Lord of the Flies. By William Golding. Introduction.
By William Golding
Jack Merridew is 12 years old, tall, bony, red-haired, freckled, and described as ugly. He is the leader of the choir boys who demonstrates a talent for leadership. He handles the choir with firm discipline and extracts obedience. He has a strict, authoritative and violent manner. Jack takes a liking to Ralph but has an instant disliking for Piggy, calling him fatty and telling him to shut up.
Roger is a slight, furtive boy. He mutters his name when asked, almost as though he does not care to give out even a little information about himself. He appears secretive.
On the way back from exploring, the three boys come across a piglet and Jack raises his knife to kill it but doesn’t go through with it. He’s still civilized.
A young boy, with a mulberry-colored birthmark, tells the group how he saw a snake-like creature – a beastie – that wanted to eat him. (p.39) Introduction of fear.
Jack uses Piggy’s glasses to start the fire (p.44) and this fire gets out of control. (p.49)
Nobody will listen to Piggy when he has the conch and this causes him to lose his temper (p.49) and lecture the boys. (p.50)
Jack justifies his not helping with the shelters because of the need to find meat, even though the rest of his hunters came back hours before him. (p.55)
Ralph, Jack and Simon discuss how the darkness scares the boys “They dream. You can hear ‘em.” “They talk and scream. The littluns. Even some of the others.” (p.56)
Roger picked up a stone, aimed, and threw it at Henry but threw it to miss. “Here invisible yet strong, was the taboo of old life. Round the squatting child was the protection of parents and school and policemen and the law.” (p.67)

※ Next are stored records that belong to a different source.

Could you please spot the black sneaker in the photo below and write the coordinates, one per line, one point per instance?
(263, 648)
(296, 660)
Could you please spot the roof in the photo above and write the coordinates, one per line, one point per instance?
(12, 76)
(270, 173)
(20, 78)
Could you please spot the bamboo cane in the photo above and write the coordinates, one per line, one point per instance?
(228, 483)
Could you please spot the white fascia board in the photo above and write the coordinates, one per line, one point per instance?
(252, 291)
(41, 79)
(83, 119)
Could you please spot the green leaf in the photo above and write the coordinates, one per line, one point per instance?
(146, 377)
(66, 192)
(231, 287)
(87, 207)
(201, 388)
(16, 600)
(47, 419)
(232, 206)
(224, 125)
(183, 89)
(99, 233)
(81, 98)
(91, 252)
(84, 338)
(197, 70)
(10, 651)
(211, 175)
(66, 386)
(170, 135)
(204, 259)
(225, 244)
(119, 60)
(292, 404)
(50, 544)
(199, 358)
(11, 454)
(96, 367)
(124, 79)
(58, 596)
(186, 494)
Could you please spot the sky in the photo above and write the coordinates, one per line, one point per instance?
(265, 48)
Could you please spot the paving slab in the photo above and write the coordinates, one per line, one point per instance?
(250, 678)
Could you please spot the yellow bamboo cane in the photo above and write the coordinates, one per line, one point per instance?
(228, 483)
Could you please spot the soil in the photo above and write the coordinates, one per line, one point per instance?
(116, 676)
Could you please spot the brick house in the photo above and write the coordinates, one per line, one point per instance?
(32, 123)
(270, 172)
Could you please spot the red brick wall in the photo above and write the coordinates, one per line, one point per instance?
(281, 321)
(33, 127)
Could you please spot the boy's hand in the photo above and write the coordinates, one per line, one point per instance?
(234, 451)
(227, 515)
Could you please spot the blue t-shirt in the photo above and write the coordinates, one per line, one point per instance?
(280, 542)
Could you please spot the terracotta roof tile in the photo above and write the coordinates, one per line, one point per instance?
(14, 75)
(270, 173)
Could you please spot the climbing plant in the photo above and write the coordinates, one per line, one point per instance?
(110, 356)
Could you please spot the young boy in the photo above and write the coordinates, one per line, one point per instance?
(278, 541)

Ralph spots a ship in the distance and realizes that Jack and his hunters have let the fire go out (society crumbling) p.72-73
Fear spreads through the group. They discuss the beastie. Jack scolds the littluns in a harsh, cruel manner because of their fears. (p.90)
P. 96 – Percival says that “the beast comes out of the sea” and then cries himself to sleep.
P. 100 – Jack’s philosophy – “Bollocks to the rules! We’re strong – we hunt! If there’s a beast, we’ll hunt it down! We’ll close in and beat and beat and beat -!”
Jack, Ralph and the others explore caves and the hill and forget the purpose of the expedition.
They come across a pig and Ralph launches his spear into the pig’s snout (p.124). He is “full of fright and apprehension and pride.” He brags about this and feels that “hunting was good after all.” (p.125)
Ralph and Jack dare each other to explore the mountain in the dark; Jack is determined to go (p.131) and Ralph feels pressured into going (p.132).
Piggy suggests they have their signal fire on the beach since the old one is up where the beast is (p.142).
Jack’s gang attacks Ralph’s group in order to steal fire to roast their pig (p.150). They extend an invitation to join their gang and enjoy a feast (p.155).
At the feast “power lay in the brown swell of his (Jack’s) forearms; authority sat on his shoulder…” (p.165). Jack tries to assert himself as chief, promising food and security from the beast (p.166).
In this frenzy, Simon stumbles out of the forest, trying to tell the boys that there is no beast. However, the boys mistake Simon for the beast and kill him. (p.168)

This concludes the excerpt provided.